Mentre l’Ucraina era sull’orlo di una guerra civile, come da copione, Janukovič viene sostituito da un Presidente nazionalista, filo occidentale ed europeista – Petro Porošenko. L’agenda politica di Porošenko è molto chiara: progressivo allontanamento dalla sfera di influenza russa e svolta occidentale, adesione dell’Ucraina all’Unione Europea e alla Nato, politica linguistica orientata a rinvigorire lo status di primazia della lingua ucraina e cancellazione delle autonomie alle minoranze russofone. Inoltre da inizio ad un processo di cancellazione della storia comunista dal paese. Lo scontro intestino e le ostilità tra ucraini e russi si acuiscono. Forse per paura o forse per opportunità, intere regioni filorusse iniziano ad rivendicare maggiore autonomia, addirittura l’indipendenza dall’Ucraina. Con un blitz militare Putin invade la Crimea e la annette alla Federazione russa. In seguito, egli convoca un referendum per sancire l’effettiva unione della penisola alla Russia. Il voto popolare non è stato però considerato legale dal governo ucraino. Tra l’altro, assomiglia al referendum in Catalogna, anch’esso considerato illegale e anticostituzionale dal Governo centrale di Madrid. Per rendere ancora più chiaro l’evento, facciamo questo ipotetico esempio: se la Valle d’Aosta decidesse di sua spontanea volontà di indire un referendum per annettersi alla Francia, cosa farebbe l’Italia?

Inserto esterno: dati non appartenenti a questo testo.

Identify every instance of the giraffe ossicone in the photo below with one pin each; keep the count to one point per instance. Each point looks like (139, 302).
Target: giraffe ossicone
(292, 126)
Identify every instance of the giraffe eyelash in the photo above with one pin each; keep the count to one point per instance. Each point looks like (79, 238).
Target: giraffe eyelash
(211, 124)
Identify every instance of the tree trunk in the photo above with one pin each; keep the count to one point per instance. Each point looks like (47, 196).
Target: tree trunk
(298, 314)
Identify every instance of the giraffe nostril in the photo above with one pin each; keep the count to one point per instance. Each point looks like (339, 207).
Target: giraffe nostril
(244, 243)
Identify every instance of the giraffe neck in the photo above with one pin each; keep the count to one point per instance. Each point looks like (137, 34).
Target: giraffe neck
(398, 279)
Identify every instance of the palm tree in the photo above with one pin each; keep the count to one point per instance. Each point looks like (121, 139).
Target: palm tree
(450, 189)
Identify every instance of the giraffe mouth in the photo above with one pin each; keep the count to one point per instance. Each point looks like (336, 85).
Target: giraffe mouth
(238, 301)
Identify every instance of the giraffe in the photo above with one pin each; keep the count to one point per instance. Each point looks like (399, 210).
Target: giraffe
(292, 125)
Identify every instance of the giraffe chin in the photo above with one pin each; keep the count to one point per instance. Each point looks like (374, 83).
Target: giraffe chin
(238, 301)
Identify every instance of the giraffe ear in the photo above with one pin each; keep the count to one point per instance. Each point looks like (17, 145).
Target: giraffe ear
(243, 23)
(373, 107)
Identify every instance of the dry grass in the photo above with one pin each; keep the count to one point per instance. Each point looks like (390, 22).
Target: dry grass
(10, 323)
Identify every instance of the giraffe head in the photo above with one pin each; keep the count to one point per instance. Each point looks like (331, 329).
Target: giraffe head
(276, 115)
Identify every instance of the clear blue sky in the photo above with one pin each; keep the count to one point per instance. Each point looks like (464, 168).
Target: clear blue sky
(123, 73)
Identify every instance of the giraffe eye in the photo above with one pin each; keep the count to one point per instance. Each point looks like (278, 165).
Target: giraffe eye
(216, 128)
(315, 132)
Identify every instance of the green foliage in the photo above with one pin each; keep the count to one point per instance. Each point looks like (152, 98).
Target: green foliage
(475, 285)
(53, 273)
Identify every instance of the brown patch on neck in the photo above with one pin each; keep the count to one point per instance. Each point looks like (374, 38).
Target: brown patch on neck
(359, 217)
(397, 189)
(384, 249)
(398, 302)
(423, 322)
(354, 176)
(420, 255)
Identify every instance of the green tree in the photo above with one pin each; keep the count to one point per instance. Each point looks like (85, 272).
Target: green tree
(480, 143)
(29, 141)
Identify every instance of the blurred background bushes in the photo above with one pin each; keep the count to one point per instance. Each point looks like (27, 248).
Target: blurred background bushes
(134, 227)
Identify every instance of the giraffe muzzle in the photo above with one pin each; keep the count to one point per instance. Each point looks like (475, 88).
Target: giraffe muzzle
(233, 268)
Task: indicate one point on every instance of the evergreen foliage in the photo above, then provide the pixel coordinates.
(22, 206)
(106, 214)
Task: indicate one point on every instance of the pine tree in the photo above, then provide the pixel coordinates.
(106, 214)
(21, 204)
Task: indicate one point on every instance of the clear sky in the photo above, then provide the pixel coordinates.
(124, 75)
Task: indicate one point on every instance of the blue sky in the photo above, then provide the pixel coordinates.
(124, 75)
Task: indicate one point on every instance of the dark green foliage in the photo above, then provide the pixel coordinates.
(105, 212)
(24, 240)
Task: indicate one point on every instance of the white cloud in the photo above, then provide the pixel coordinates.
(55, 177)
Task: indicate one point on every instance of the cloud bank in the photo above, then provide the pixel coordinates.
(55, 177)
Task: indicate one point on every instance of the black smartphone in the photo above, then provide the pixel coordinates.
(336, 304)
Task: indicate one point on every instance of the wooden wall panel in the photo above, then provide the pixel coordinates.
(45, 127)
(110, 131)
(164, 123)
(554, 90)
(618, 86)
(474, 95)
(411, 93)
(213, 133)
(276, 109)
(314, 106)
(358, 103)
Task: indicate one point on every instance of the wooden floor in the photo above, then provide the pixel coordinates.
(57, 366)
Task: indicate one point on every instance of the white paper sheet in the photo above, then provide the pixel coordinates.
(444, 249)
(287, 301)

Nel frattempo, nel Donbass due regioni con un rapido colpo di stato appoggiato da Mosca si autoproclamano indipendenti. Si tratta della Repubblica Popolare di Doneck e della Repubblica Popolare di Luhansk. Emulando i crimeani, anch’essi si riuniscono alla Madrepatria russa. Inizia così un conflitto a bassa intensità tra gruppi paramilitari. Una sorta di proxy war tra Occidente e Russia.
Mentre Putin continua ad ammassare truppe al confine ucraino, viene eletto alla presidenza Volodymyr Zelens’kyj: un comico ucraino di origine ebree e russofono, famoso, tra l’altro, per aver interpretato in una serie tv dal titolo “Servitore del popolo”, il ruolo di un professore di storia che decide di diventare presidente sfidando gli oligarchi ucraini. Paradossalmente, Zelens’kyj viene veramente eletto come presidente dell’Ucraina con il quadruplice obiettivo di riattivare la procedura di adesione all’UE e alla Nato, combattere la corruzione, normalizzare la grave situazione nel Donbass e riorganizzare la politica linguistica.
Conclusione
Come si è avuto modo di constare la questione ucraina è piuttosto complessa ed ed difficile dare un giudizio finale univoco, in particolare agli avvenimenti accaduti negli ultimi cinque anni. A rendere ancora più intricata la faccenda sono gli eventi che stanno accadendo proprio in questi giorni. In effetti, siamo di fronte ad un ongoing process che per antonomasia è difficile da definire proprio perchè è in continua evoluzione. Saranno gli sviluppi futuri della guerra russo-ucraina a permetterci di dare retrospettivamente una lettura oggettiva alla polveriera ucraina. Ricordandoci però che la storia viene scritta dai vincitori.